Before starting to collect data, ask: what question am I seeking to answer with a new data set? Without a clear question, you will find it difficult to settle on what data you want to collect or how to collect it. In addition, you should perform what Khanjan Mehta, Lehigh’s Vice Provost for Creative Inquiry, calls the “Five-Minute Google Test”: spend five minutes googling to see whether a source of structured data already exists that could answer your question. If you find one, choose a different question. I want you to use your creativity and insight to build a new dataset, not simply to aggregate or duplicate sources that are already “out there.”
General Format for the Accompanying Paper
You do not need to follow this format rigidly, but you should attempt to incorporate these points into your paper as relevant. Be sure to ground your analysis in class texts and cite sources as appropriate.

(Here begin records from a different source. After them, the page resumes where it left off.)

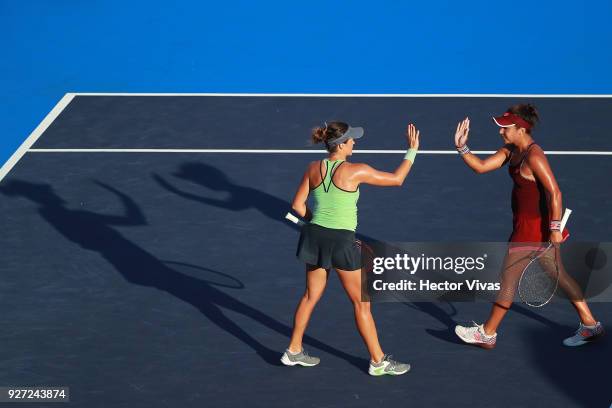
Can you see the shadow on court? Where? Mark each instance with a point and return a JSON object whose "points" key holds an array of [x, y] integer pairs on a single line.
{"points": [[581, 373], [240, 197], [94, 232]]}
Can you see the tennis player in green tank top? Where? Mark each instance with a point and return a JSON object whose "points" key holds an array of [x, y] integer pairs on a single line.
{"points": [[328, 240]]}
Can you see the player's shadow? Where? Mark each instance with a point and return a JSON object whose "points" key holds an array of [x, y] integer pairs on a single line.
{"points": [[93, 231], [444, 315], [580, 373], [240, 197]]}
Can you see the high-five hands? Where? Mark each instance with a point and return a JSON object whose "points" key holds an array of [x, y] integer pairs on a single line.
{"points": [[461, 135]]}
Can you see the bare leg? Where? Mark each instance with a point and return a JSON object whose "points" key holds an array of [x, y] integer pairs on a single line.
{"points": [[513, 267], [316, 280], [351, 280], [574, 294]]}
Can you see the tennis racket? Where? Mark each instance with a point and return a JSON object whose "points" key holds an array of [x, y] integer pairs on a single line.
{"points": [[540, 278]]}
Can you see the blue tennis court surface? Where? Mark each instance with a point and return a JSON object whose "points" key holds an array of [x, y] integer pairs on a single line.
{"points": [[146, 279]]}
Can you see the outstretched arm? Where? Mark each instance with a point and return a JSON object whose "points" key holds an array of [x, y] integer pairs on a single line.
{"points": [[543, 173], [369, 175], [490, 163], [301, 196]]}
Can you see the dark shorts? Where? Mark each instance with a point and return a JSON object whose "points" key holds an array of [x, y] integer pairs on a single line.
{"points": [[329, 248]]}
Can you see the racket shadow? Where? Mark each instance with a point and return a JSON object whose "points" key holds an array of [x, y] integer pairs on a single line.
{"points": [[95, 232]]}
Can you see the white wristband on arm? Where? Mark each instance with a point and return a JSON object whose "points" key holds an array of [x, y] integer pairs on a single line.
{"points": [[463, 150]]}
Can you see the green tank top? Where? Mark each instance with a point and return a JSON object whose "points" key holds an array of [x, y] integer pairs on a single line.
{"points": [[333, 207]]}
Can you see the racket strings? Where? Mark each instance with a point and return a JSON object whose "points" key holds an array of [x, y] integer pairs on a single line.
{"points": [[539, 280]]}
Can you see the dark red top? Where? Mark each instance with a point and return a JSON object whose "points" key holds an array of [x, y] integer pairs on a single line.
{"points": [[530, 214]]}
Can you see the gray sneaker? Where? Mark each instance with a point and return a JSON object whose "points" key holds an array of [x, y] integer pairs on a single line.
{"points": [[302, 358], [388, 367], [584, 335]]}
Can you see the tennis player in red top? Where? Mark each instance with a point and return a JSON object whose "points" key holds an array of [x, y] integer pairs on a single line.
{"points": [[536, 208]]}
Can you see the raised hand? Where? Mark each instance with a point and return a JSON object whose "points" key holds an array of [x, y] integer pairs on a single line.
{"points": [[461, 134], [412, 134]]}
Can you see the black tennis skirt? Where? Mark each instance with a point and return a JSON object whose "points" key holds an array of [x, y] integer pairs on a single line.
{"points": [[329, 248]]}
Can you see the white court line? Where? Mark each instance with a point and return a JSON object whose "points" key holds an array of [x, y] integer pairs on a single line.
{"points": [[59, 107], [296, 151], [40, 129], [341, 95]]}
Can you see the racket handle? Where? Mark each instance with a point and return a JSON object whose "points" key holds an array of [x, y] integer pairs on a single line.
{"points": [[294, 219], [566, 215]]}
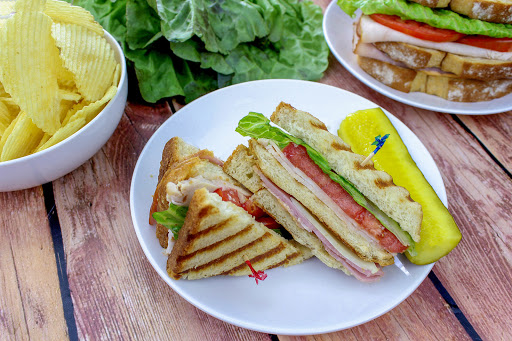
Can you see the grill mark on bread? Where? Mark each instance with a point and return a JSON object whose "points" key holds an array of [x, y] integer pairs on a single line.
{"points": [[337, 146], [270, 253], [205, 211], [208, 230], [231, 254], [318, 125], [239, 234], [286, 260], [357, 165], [383, 184]]}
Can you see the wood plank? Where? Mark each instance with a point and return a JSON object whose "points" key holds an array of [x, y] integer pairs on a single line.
{"points": [[475, 273], [495, 132], [116, 292], [30, 301]]}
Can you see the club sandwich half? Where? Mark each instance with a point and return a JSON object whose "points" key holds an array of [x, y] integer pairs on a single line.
{"points": [[352, 217], [205, 211]]}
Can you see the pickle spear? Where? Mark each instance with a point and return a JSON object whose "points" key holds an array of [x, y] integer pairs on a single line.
{"points": [[439, 233]]}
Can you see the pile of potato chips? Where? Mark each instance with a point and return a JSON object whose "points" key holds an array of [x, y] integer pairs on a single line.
{"points": [[57, 72]]}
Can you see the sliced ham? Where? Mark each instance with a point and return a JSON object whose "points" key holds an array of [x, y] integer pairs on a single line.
{"points": [[181, 193], [371, 31], [370, 273], [299, 157]]}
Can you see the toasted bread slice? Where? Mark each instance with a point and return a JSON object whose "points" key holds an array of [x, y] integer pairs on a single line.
{"points": [[354, 240], [240, 165], [446, 86], [274, 208], [412, 56], [477, 68], [375, 185], [396, 77], [181, 161], [184, 170], [433, 3], [498, 11], [218, 235], [177, 150], [416, 57]]}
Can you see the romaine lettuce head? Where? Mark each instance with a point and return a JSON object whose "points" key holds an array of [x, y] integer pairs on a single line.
{"points": [[440, 18]]}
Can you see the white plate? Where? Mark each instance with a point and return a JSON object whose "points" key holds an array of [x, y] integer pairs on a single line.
{"points": [[338, 29], [309, 298]]}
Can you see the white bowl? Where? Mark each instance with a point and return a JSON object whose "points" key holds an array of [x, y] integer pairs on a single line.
{"points": [[60, 159]]}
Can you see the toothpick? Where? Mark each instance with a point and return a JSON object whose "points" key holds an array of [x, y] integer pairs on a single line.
{"points": [[379, 142]]}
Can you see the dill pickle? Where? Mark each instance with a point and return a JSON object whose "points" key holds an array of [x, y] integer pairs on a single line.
{"points": [[439, 232]]}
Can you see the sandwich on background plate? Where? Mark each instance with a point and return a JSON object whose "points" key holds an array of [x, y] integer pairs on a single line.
{"points": [[351, 216], [215, 225], [460, 50]]}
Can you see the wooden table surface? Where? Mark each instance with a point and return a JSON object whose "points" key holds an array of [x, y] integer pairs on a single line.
{"points": [[71, 265]]}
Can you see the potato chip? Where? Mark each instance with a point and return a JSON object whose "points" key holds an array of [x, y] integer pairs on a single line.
{"points": [[69, 95], [73, 110], [90, 111], [27, 64], [88, 56], [22, 140], [63, 12], [6, 117], [75, 123], [44, 139], [2, 91], [6, 10], [117, 75], [11, 105], [7, 132]]}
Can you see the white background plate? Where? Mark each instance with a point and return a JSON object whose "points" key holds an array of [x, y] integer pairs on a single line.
{"points": [[338, 30], [309, 298]]}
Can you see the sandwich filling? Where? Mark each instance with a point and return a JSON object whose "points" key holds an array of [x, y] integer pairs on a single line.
{"points": [[180, 194], [296, 161], [370, 31], [312, 170], [362, 270]]}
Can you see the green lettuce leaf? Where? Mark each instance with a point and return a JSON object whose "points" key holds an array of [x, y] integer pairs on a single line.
{"points": [[257, 126], [294, 49], [172, 218], [155, 73], [221, 24], [191, 47], [110, 14], [441, 18]]}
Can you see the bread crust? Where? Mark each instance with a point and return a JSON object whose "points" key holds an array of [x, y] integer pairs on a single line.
{"points": [[217, 235], [353, 239], [497, 11], [433, 3], [448, 87], [375, 185]]}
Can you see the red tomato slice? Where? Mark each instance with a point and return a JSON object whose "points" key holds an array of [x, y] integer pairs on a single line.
{"points": [[252, 209], [496, 44], [417, 29], [269, 222], [229, 194]]}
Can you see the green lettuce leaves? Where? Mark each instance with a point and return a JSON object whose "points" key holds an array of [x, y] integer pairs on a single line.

Introduction and first section(s):
Describe the subject you are interested in, set out your question, and explain why answering your question is important. What will be gained by creating a data set to answer this question, as opposed to using other types of sources? Describe any sources that already exist that may be relevant, but insufficient, for answering your question and the sources you have located that you will use to build your data set. Why do you think people have not yet collected the data that could help to answer your question? Are you facing a “data deluge” or a lack of useful sources?
Subsequent section(s):
Explain how you are extracting useful data from your sources. How do you create meaningful context to collect and ultimately understand your data? Explain how you select the categories that will shape your collection and presentation of data, and how you are assigning your data to these categories. This may involve explaining how you turn qualitative sources into quantitative data (numbers) or how you create scales or rankings for your observations. Are the indicators for which you are collecting data hard to measure or easy? Why? If they are hard, what could you – or did you – do to make measurement easier? What are the implications of omitting indicators that are difficult to measure? What did you do with ambiguous observations?
Analysis and conclusions:
Evaluate the quality of knowledge that you have produced with your data set, taking into account how your data represent a simplification of the world, your construction of the boundaries of categories and concepts, and your ability to locate or produce relevant data. How or where did you struggle most in collecting data? What would an “ideal” data set have looked like, and what obstacles stood in the way of creating it? Is your data set ultimately a good representation of the “reality” that you want to address with your question?